Stories past, and future
By Jim Butler
Almost 50 years of newspapering is a lot of words.
These are the last ones and they are as much personal privilege as poblic interest.
A newspaper career that began midway through one century and ends more than a decade into another spans a range of events almost too broad to summarize.
That likely would be the case of any 50-year period one might settle on, but 1967-2015 happens to be the one of concern here.
What began with typewriter ends with a computer.
Trips to the newsroom library are long gone. Research begins and ends with Google.
Scanning sheets and sheets of negative proofs in the photo morgue to find a particular image has given way to digital archival searches, with almost instant response.

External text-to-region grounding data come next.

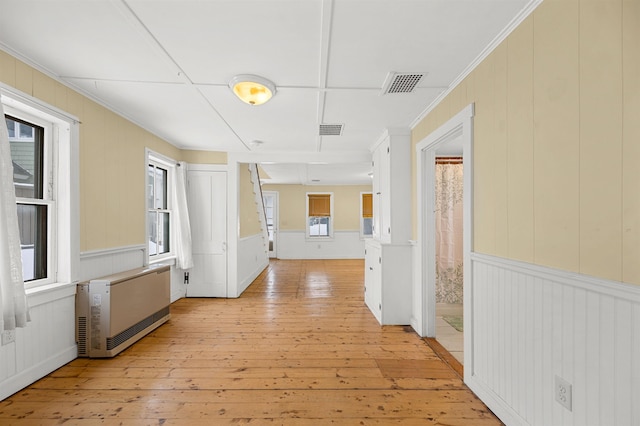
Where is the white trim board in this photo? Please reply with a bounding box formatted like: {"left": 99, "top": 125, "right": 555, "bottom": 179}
{"left": 414, "top": 104, "right": 474, "bottom": 351}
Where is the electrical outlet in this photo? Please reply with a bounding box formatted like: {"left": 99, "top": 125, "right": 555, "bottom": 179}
{"left": 1, "top": 329, "right": 16, "bottom": 345}
{"left": 555, "top": 375, "right": 572, "bottom": 411}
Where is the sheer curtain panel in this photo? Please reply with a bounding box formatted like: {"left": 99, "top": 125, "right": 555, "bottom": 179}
{"left": 0, "top": 100, "right": 29, "bottom": 331}
{"left": 172, "top": 162, "right": 193, "bottom": 270}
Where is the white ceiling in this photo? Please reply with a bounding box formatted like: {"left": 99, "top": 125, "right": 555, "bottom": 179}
{"left": 0, "top": 0, "right": 532, "bottom": 184}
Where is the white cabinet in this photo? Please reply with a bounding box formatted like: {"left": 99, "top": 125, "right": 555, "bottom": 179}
{"left": 366, "top": 128, "right": 413, "bottom": 325}
{"left": 364, "top": 239, "right": 412, "bottom": 325}
{"left": 371, "top": 129, "right": 411, "bottom": 244}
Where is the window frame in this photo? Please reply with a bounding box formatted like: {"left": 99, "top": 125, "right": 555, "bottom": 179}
{"left": 5, "top": 108, "right": 56, "bottom": 287}
{"left": 360, "top": 191, "right": 373, "bottom": 239}
{"left": 1, "top": 86, "right": 78, "bottom": 291}
{"left": 305, "top": 192, "right": 334, "bottom": 240}
{"left": 146, "top": 150, "right": 176, "bottom": 264}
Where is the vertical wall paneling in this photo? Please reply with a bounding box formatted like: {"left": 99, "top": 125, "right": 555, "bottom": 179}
{"left": 622, "top": 0, "right": 640, "bottom": 284}
{"left": 506, "top": 9, "right": 534, "bottom": 262}
{"left": 79, "top": 245, "right": 147, "bottom": 282}
{"left": 469, "top": 252, "right": 640, "bottom": 426}
{"left": 579, "top": 0, "right": 623, "bottom": 281}
{"left": 472, "top": 54, "right": 495, "bottom": 255}
{"left": 532, "top": 0, "right": 580, "bottom": 272}
{"left": 0, "top": 285, "right": 77, "bottom": 401}
{"left": 492, "top": 44, "right": 509, "bottom": 257}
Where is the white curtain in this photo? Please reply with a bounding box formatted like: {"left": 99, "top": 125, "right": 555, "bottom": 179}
{"left": 172, "top": 161, "right": 193, "bottom": 270}
{"left": 0, "top": 100, "right": 29, "bottom": 331}
{"left": 435, "top": 161, "right": 464, "bottom": 304}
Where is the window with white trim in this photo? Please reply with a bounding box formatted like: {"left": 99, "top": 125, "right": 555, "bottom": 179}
{"left": 3, "top": 91, "right": 76, "bottom": 289}
{"left": 147, "top": 153, "right": 174, "bottom": 260}
{"left": 6, "top": 113, "right": 53, "bottom": 283}
{"left": 306, "top": 192, "right": 333, "bottom": 238}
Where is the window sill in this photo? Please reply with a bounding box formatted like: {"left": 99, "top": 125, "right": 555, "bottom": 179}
{"left": 305, "top": 236, "right": 334, "bottom": 242}
{"left": 149, "top": 255, "right": 176, "bottom": 266}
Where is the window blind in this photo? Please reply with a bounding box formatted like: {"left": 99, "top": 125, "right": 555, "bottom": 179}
{"left": 362, "top": 193, "right": 372, "bottom": 218}
{"left": 308, "top": 194, "right": 331, "bottom": 216}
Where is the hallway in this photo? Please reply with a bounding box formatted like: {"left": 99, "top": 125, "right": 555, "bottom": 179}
{"left": 0, "top": 259, "right": 501, "bottom": 424}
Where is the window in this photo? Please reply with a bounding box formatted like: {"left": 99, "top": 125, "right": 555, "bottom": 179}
{"left": 361, "top": 192, "right": 373, "bottom": 238}
{"left": 147, "top": 160, "right": 171, "bottom": 258}
{"left": 307, "top": 193, "right": 333, "bottom": 238}
{"left": 3, "top": 90, "right": 77, "bottom": 290}
{"left": 6, "top": 113, "right": 52, "bottom": 283}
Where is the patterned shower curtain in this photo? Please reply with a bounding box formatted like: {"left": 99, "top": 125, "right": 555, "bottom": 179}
{"left": 435, "top": 160, "right": 464, "bottom": 304}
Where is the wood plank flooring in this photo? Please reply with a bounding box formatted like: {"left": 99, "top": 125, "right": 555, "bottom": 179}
{"left": 0, "top": 259, "right": 502, "bottom": 425}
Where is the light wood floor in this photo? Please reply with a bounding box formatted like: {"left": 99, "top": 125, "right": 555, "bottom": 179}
{"left": 0, "top": 259, "right": 502, "bottom": 425}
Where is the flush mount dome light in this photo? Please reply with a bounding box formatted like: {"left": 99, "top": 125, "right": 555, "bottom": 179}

Story leads now are just as likely to be found on Facebook as at the corner coffee shop.
Once written, the stories are as likely to be read on a newspaper’s web site as they are in its printed product, assuming it still has one.
Looking back, would newspapers have been as effective as they were in covering these topics had they been electronic, not printed?
Civil Rights. Vietnam. Johnson. Memphis. King. Kennedy. Nixon. Watergate. Ford. Carter. Iran-Contra. Reagan. Shuttle. Desert Storm. Bush. Clinton. Bush. 9/11. Desert Shield. Enduring Freedom. Obama.
McKeithen. Edwards. Treen. Roemer. Foster. Blanco. Jindal.
Don’t know, and only time will tell about the stories that are to come.
I’ll follow whatever the coverage might be, printed or digital, as a reader, not as a reporter or an editor.
The eyeshade and the red editing pen have been put down, to be replaced with a golf club or a fishing rod.
For me, as the wire services used to say at story’s end, it’s -30-.